Escherichia coli is an important microbial indicator of fecal contamination, making accurate quantitative detection of E. coli a key to ensuring public health. In this study, a microbial fuel cell (MFC) was used as a detection unit of an E. coli sensor, and specific enzymes expressed in E. coli, such as β-D-galactosidase (GAL) and β-D-glucuronidase (GUS), were exploited as biological detection elements. As substrates, 4-aminophenyl-β-D-galactopyranoside (4-APGal) were used for GAL detection, whereas 8-hydroxyquinoline glucuronide (8-HQG) and 4-nitrophenyl β-D-glucuronide (PNPG) were used for GUS detection. Once these substrates were hydrolyzed by GAL or GUS, they became electrochemically active products, which were, in turn, oxidized on the anode of the MFC reactor. The power output of the MFC reactor increased sharply when E. coli in the reactor reached the critical concentration.
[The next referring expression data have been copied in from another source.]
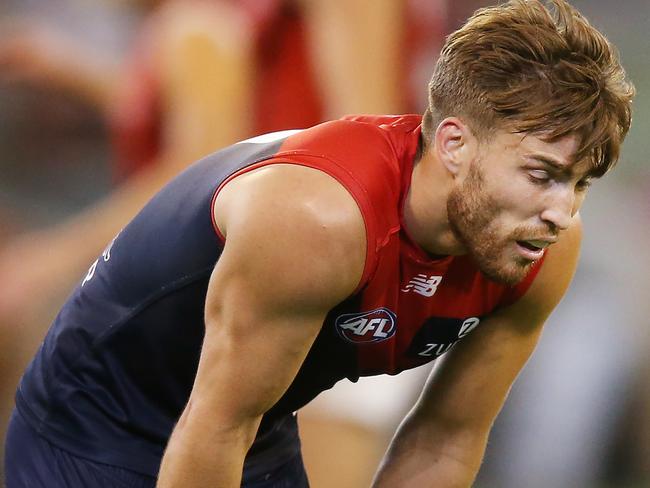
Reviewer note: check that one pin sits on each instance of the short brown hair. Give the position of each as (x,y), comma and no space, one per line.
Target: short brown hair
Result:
(530,68)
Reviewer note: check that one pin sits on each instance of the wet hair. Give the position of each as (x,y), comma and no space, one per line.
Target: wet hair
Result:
(529,66)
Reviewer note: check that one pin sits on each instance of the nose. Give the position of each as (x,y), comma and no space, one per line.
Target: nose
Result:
(560,208)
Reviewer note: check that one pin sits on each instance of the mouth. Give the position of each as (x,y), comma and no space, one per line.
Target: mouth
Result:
(533,249)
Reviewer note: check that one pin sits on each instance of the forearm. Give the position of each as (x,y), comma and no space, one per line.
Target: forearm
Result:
(202,452)
(425,456)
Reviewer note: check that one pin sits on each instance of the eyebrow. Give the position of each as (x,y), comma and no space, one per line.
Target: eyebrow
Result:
(558,166)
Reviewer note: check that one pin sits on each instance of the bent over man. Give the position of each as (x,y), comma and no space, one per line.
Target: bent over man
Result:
(272,269)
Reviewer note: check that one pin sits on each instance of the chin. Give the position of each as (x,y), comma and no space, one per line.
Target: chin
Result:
(509,274)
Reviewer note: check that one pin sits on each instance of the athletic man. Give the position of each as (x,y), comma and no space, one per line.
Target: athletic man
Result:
(270,270)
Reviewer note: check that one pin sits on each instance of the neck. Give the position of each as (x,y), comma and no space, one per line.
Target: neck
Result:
(425,208)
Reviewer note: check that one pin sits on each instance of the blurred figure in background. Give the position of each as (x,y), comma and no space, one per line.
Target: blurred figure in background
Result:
(202,74)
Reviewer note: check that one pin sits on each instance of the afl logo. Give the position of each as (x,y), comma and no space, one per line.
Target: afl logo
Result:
(374,326)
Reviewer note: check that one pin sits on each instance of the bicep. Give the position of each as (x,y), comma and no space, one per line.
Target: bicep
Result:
(284,266)
(470,385)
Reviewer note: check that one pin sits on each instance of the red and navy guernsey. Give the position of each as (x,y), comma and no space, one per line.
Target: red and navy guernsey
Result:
(117,366)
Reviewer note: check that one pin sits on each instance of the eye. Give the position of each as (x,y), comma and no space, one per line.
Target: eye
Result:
(539,176)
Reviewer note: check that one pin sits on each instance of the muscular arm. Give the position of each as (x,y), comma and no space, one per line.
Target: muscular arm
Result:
(442,440)
(295,247)
(187,58)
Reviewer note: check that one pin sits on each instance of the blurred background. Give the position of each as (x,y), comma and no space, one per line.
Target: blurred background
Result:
(102,101)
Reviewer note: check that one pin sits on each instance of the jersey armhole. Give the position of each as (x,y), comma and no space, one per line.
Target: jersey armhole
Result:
(340,174)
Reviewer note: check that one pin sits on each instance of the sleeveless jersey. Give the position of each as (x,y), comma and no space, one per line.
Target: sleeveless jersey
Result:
(117,366)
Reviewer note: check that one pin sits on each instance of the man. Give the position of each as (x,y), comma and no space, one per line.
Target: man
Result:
(265,273)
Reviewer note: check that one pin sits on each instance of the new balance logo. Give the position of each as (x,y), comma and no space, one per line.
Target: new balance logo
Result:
(423,285)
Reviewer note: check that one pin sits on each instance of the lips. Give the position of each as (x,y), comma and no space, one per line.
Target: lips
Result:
(533,249)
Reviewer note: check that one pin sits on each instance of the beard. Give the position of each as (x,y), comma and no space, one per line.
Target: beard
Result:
(473,218)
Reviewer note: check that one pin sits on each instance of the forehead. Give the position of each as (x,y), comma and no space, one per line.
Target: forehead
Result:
(558,153)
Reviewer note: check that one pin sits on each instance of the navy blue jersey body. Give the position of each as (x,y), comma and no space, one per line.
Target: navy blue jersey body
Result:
(117,366)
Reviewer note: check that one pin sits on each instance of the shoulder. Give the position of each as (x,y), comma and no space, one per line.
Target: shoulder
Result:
(298,222)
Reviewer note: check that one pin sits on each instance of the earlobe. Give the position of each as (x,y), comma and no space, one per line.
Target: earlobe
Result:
(452,138)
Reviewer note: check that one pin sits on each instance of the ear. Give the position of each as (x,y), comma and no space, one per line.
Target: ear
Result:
(455,145)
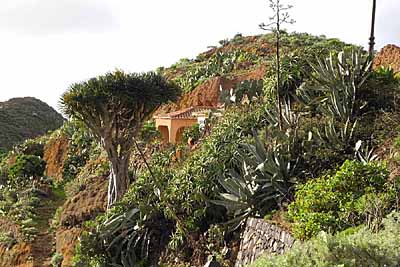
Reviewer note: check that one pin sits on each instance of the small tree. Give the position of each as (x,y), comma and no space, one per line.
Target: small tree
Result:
(280,17)
(114,107)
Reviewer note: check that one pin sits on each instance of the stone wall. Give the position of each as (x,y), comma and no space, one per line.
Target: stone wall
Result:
(261,237)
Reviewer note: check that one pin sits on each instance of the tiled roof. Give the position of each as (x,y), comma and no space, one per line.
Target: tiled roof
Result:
(188,113)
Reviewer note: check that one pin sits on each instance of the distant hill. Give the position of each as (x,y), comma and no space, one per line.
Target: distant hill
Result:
(24,118)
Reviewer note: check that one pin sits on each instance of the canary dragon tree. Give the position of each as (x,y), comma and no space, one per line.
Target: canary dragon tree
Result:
(114,107)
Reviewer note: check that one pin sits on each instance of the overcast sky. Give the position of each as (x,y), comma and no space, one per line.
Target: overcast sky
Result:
(48,44)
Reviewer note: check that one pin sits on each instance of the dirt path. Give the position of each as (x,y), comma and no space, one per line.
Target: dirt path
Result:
(42,245)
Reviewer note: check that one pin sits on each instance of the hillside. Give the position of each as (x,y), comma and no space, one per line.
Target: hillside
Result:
(23,118)
(184,203)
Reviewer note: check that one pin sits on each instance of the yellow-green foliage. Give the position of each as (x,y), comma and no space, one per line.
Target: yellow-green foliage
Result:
(359,249)
(336,202)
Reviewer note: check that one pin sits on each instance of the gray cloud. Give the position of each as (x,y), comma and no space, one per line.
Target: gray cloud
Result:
(388,23)
(44,17)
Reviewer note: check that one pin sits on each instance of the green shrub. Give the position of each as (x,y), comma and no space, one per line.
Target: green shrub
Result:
(7,239)
(148,132)
(26,166)
(191,132)
(356,248)
(336,202)
(56,260)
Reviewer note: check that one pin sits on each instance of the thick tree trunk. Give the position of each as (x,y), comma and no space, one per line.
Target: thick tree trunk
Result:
(118,179)
(118,183)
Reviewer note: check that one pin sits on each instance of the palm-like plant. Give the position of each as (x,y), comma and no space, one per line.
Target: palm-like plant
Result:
(262,183)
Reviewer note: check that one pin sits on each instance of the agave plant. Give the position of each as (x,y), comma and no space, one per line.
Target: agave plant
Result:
(126,238)
(365,154)
(338,139)
(337,81)
(262,183)
(252,89)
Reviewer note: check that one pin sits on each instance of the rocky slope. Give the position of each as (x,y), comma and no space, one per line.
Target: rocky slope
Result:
(389,56)
(24,118)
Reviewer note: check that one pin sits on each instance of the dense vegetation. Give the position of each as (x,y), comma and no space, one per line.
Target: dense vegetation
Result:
(325,168)
(248,166)
(356,247)
(24,118)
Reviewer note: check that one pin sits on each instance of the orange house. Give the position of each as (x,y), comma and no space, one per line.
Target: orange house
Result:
(172,125)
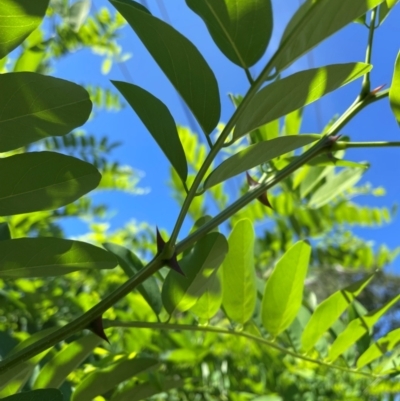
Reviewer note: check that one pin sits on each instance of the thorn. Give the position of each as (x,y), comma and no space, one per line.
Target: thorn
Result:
(96,327)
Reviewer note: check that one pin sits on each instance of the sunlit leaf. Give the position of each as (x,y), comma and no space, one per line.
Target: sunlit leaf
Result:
(238,274)
(394,92)
(159,122)
(41,257)
(255,155)
(102,380)
(179,59)
(356,329)
(295,91)
(35,106)
(315,21)
(131,265)
(54,372)
(329,310)
(43,181)
(335,186)
(283,293)
(180,293)
(241,29)
(18,18)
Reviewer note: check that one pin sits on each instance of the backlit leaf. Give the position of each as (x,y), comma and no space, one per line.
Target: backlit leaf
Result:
(179,292)
(238,274)
(241,29)
(102,380)
(356,329)
(43,181)
(295,91)
(35,106)
(180,61)
(159,122)
(329,311)
(255,155)
(40,257)
(18,18)
(283,293)
(54,372)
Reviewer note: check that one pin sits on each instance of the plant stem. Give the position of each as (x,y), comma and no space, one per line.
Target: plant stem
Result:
(220,330)
(366,84)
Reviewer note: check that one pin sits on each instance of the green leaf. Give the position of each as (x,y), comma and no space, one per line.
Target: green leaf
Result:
(131,265)
(257,154)
(394,91)
(385,344)
(43,181)
(159,122)
(41,257)
(295,91)
(35,106)
(329,311)
(146,390)
(284,289)
(4,232)
(104,380)
(54,372)
(315,21)
(18,18)
(335,186)
(180,293)
(241,29)
(238,274)
(180,61)
(50,394)
(356,329)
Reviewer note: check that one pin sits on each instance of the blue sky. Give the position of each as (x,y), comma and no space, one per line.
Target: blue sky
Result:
(141,152)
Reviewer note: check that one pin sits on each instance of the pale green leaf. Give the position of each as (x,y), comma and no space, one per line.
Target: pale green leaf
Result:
(284,289)
(329,311)
(38,181)
(238,274)
(356,329)
(103,380)
(35,106)
(295,91)
(241,29)
(41,257)
(180,61)
(159,122)
(180,293)
(255,155)
(18,18)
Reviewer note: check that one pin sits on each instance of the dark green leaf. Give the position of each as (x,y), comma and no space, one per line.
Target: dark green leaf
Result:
(18,18)
(131,265)
(35,106)
(329,311)
(40,257)
(179,292)
(256,155)
(101,381)
(394,92)
(356,329)
(295,91)
(43,181)
(54,372)
(283,293)
(180,60)
(159,122)
(315,21)
(50,394)
(241,29)
(238,274)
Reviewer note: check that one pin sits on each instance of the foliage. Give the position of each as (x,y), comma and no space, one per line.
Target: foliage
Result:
(208,317)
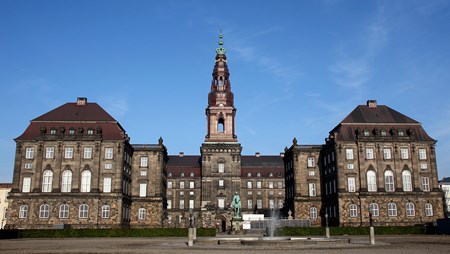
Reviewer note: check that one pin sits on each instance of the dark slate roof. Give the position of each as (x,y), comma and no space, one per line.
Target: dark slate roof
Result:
(71,115)
(73,112)
(378,114)
(378,117)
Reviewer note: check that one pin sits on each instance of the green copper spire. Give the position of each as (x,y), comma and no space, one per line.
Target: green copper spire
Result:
(221,50)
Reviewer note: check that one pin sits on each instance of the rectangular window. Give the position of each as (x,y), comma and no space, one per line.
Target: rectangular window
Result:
(49,152)
(349,154)
(109,153)
(404,153)
(68,152)
(310,162)
(181,204)
(387,153)
(369,153)
(142,190)
(351,184)
(221,203)
(312,189)
(144,162)
(259,203)
(87,153)
(422,154)
(425,184)
(26,186)
(29,153)
(107,184)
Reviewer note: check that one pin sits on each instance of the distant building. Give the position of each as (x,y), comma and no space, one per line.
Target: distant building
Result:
(5,188)
(75,166)
(444,184)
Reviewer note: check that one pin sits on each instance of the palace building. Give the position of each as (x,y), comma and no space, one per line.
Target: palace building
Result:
(75,167)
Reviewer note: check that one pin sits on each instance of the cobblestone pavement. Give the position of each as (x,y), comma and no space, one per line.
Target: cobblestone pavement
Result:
(358,244)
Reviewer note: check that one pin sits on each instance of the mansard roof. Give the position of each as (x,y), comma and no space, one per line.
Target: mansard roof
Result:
(375,118)
(80,116)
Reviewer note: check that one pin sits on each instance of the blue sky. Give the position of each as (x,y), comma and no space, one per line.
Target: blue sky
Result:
(297,67)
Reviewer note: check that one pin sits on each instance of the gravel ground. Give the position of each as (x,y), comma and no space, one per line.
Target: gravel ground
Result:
(358,245)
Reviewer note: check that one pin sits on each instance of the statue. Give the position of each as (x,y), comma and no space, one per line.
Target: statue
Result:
(236,205)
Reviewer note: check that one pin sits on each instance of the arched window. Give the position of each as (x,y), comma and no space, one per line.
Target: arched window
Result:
(406,178)
(410,209)
(83,212)
(64,211)
(106,211)
(371,181)
(428,209)
(66,181)
(392,209)
(86,181)
(389,181)
(44,211)
(353,210)
(374,208)
(221,125)
(141,214)
(23,211)
(313,213)
(47,181)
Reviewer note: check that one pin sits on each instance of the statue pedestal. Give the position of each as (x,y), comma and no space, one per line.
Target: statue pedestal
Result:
(236,224)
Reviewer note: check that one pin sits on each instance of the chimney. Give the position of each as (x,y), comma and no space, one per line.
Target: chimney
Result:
(81,101)
(372,103)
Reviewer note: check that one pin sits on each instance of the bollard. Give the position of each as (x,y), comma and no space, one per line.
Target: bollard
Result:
(372,236)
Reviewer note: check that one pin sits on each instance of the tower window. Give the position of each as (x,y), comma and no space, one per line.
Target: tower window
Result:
(221,125)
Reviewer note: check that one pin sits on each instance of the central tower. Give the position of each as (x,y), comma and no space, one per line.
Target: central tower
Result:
(221,152)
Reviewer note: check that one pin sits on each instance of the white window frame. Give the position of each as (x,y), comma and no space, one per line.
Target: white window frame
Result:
(26,184)
(351,184)
(49,152)
(142,190)
(392,210)
(371,181)
(109,151)
(107,184)
(425,183)
(349,153)
(387,153)
(87,153)
(410,211)
(144,162)
(404,153)
(406,179)
(353,210)
(29,153)
(422,154)
(369,153)
(83,211)
(44,211)
(68,152)
(312,189)
(64,211)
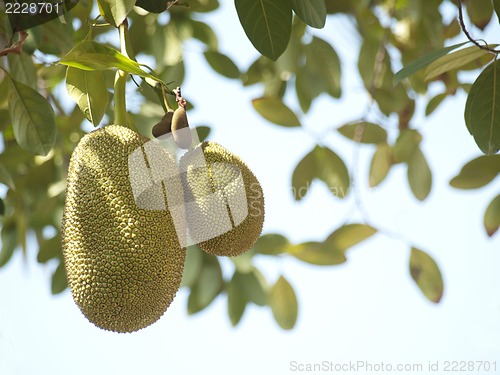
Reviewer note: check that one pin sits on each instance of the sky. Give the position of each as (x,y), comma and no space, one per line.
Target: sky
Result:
(367,310)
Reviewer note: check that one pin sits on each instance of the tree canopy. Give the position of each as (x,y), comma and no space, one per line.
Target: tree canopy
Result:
(409,49)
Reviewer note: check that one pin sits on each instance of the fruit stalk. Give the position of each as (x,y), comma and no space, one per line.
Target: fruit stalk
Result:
(121,80)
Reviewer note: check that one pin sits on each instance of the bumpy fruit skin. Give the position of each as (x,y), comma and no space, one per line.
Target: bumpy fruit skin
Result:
(221,178)
(124,263)
(180,129)
(164,126)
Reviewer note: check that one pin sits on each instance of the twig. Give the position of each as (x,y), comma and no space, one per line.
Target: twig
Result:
(466,32)
(17,46)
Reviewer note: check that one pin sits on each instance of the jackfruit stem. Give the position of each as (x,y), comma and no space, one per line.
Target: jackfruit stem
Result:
(121,79)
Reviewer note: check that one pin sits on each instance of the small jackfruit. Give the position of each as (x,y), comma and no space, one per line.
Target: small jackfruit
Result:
(124,263)
(224,200)
(164,126)
(180,129)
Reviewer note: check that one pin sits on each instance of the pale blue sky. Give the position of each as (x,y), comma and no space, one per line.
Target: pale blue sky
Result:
(368,309)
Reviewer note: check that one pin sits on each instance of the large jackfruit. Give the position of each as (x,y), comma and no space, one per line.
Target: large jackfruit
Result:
(124,263)
(223,198)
Accordingly, the time required to reach the highest voltage output was recorded as a detection time (DT), and a negative linear relationship was established between DT and the logarithm of the initial concentration of E. coli in the samples studied. The DTs of laboratory samples were 140 min and 560 min for initial concentrations of 1.9 × 10(7) CFU/mL and 42 CFU/mL at 44.5 °C. Moreover, the DTs for GUS assays were further shortened by induction with methyl β-D-glucuronide sodium salt (MetGlu). The quantitative relationship between DTs and initial E. coli concentrations established from replicate laboratory sample assays allowed estimation of the E. coli concentration in environmental samples, but with approximately 100 min of lag time. The lag time was also observed with E. coli samples that were prepared by starving cells in a laboratory.